Microlino (from Micro Mobility)

From: Urban scooters
To: A fully electric car for city dwellers

 

What changed:

  • From small gadgets to regulated vehicles
  • From toy-like branding to lifestyle positioning
  • From retailers to mobility platforms and D2C

What happened: As of 2024, Microlino is rolling out thousands of cars across Europe. That would’ve been unimaginable under the original Micro brand - both from a customer trust and operational standpoint.

 

John Baker (from Jung Bäckerei)

From: Traditional family bakery
To: Premium sourdough brand with cult status

 

What changed:

  • From mass-market to artisan premium
  • From chain stores to destination cafés
  • From "we bake bread" to "we bake slow bread, with soul"
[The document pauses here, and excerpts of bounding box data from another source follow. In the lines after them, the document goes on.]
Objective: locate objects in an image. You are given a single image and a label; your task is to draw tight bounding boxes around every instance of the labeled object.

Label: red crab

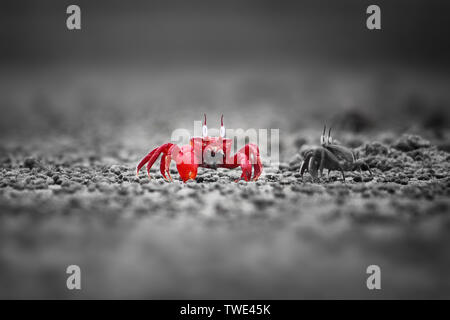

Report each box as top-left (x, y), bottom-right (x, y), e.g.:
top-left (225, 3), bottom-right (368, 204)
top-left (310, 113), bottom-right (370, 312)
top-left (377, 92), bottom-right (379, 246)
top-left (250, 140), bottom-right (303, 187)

top-left (136, 114), bottom-right (262, 182)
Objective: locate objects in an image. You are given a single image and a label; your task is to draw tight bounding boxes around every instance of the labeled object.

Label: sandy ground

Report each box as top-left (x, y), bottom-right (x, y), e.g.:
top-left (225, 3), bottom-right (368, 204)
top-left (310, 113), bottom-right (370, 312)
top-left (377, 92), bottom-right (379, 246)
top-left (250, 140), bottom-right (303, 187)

top-left (0, 66), bottom-right (450, 299)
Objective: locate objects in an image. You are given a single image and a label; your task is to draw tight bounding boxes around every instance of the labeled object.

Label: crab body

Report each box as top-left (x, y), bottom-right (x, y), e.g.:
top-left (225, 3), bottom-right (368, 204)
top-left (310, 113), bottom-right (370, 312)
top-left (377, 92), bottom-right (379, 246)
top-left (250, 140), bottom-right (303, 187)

What happened: They became a cultural symbol for Zurich’s slow food movement - and opened multiple locations without diluting their premium identity. A sub-brand would’ve been too constrained; a full spin-off let them rethink everything from flour to floor tiles.

Question

Where in your business are you trying to innovate, but using a container that was designed for something else? Ask yourself: Are we building something new, or tweaking something old? Do our structures match our ambition? Are we scaling ideas, or squeezing them into old forms?

 

Here’s a quick check to go deeper:

  1. Does the venture target a different customer segment?
  2. Would it benefit from its own brand?
  3. Does it need different capabilities than the core team has?
  4. Are decisions slowed down by internal processes?
  5. Would outside investors or partners take it more seriously as a standalone? 

 

If you answered “Yes” to 4 or more, it’s time to seriously consider a spin-off or hybrid structure.